Metaphysical art (Italian: Pittura metafisica), was a style of painting that flourished mainly between 1911 and 1920 mostly in the works of de Chirico and Carlo Carrà. The movement began with Chirico, whose dreamlike works with sharp contrasts of light and shadow often had a vaguely threatening, mysterious quality, 'painting that which cannot be seen'.De Chirico, his younger brother Alberto Savinio, and Carrà formally established the school and its principles in 1917.


While Futurism staunchly rejected the past, other modern movements identified a nostalgia for the now faded Classical grandeur of Italy as a major influence in their art. Giorgio de Chirico first developed the style that he later called Metaphysical Painting while in Milan.
It was in the more sedate surroundings of Florence, however, that he subsequently developed his emphasis on strange, eerie spaces, based upon the Italian piazza. Many of de Chirico's works from his Florence period evoke a sense of dislocation between past and present, between the individual subject and the space he or she inhabits. These works soon drew the attention of other artists such as Carlo Carrà and Giorgio Morandi.

In 1917, in the midst of the First World War, Carrà and de Chirico spent time in Ferarra where they further developed the Metaphysical Painting style that was later to attract the attention of the French Surrealists. The Metaphysical school proved short-lived; it came to an end about 1920 because of dissension between de Chirico and Carrà over who had founded the group.



After 1919, he became interested in traditional painting techniques, and worked in a neoclassical or neo-Baroque style, while frequently revisiting the metaphysical themes of his earlier work.

In the early 1920s, the Surrealist writer André Breton discovered one of De Chirico's metaphysical paintings on display in Paul Guillaume's Paris gallery, and was enthralled.
Numerous young artists who were similarly affected by De Chirico's imagery became the core of the Paris Surrealist group centered around Breton. In 1924 De Chirico visited Paris and was accepted into the group, although the surrealists were severely critical of his post-metaphysical work.

De Chirico met and married his first wife, the Russian ballerina Raissa Gurievich in 1925, and together they moved to Paris. His relationship with the Surrealists grew increasingly contentious, as they publicly disparaged his new work; by 1926 he had come to regard them as "cretinous and hostile". They soon parted ways in acrimony. In 1928 he held his first exhibition in New York City and shortly afterwards, London. He wrote essays on art and other subjects, and in 1929 published a novel entitled Hebdomeros, the Metaphysician.
In 1930, De Chirico met his second wife, Isabella Pakszwer Far, a Russian, with whom he would remain for the rest of his life. Together they moved to Italy in 1932, finally settling in Rome in 1944. In 1948 he bought a house near the Spanish Steps which is now a museum dedicated to his work.

In 1939, he adopted a neo-Baroque style influenced by Rubens.[6] De Chirico's later paintings never received the same critical praise as did those from his metaphysical period. He resented this, as he thought his later work was better and more mature.
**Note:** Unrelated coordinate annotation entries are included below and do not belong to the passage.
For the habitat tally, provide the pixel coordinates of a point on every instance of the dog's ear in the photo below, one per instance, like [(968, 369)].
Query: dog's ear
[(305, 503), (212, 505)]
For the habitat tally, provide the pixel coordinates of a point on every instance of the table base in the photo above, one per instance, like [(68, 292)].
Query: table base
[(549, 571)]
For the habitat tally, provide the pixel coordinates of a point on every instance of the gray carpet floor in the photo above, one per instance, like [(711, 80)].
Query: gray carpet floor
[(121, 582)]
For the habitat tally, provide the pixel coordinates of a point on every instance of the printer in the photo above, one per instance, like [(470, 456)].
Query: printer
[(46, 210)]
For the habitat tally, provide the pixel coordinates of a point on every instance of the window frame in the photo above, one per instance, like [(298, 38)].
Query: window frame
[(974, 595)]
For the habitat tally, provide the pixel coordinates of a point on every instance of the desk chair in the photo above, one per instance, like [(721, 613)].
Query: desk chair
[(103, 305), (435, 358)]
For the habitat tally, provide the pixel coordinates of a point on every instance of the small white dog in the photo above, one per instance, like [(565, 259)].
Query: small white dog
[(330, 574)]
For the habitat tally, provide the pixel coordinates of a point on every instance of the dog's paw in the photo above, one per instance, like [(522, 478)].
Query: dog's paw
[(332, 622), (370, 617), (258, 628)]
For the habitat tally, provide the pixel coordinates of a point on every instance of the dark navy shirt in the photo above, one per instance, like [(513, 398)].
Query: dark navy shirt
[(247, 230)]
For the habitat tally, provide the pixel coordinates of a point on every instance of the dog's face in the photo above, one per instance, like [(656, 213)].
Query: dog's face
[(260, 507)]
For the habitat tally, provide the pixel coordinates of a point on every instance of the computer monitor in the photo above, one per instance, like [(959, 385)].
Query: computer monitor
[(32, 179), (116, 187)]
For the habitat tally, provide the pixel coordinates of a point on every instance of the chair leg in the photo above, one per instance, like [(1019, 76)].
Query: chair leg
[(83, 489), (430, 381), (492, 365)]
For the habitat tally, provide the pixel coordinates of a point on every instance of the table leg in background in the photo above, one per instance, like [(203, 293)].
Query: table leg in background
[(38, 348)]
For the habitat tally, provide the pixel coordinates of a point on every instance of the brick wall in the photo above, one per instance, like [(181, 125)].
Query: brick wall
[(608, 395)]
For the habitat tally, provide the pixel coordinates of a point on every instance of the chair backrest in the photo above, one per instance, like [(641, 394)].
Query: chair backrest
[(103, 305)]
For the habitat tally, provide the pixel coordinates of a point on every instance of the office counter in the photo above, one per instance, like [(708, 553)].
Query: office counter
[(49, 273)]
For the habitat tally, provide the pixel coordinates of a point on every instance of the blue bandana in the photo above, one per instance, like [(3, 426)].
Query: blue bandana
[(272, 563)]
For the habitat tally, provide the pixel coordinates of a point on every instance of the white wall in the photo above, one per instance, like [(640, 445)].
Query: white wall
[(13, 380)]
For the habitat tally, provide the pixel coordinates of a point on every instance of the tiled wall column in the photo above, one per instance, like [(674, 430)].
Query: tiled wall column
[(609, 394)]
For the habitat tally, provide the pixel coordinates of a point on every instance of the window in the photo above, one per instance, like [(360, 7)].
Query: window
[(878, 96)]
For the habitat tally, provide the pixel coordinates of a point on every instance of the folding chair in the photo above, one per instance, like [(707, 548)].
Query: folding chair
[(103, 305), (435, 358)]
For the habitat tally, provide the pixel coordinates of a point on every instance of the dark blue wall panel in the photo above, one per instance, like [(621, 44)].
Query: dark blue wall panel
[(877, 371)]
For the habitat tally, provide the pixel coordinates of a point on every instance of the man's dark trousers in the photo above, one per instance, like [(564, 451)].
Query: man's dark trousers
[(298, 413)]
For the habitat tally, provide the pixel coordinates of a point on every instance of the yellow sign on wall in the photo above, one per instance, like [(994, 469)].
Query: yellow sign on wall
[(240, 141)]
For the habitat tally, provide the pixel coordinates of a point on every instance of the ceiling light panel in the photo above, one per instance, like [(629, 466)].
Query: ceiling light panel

He nevertheless produced backdated "self-forgeries" both to profit from his earlier success, and as an act of revenge—retribution for the critical preference for his early work.[8] He also denounced many paintings attributed to him in public and private collections as forgeries.


He remained extremely prolific even as he approached his 90th year. In 1974 he was elected to the French Académie des Beaux-Arts. He died in Rome on November 20, 1978.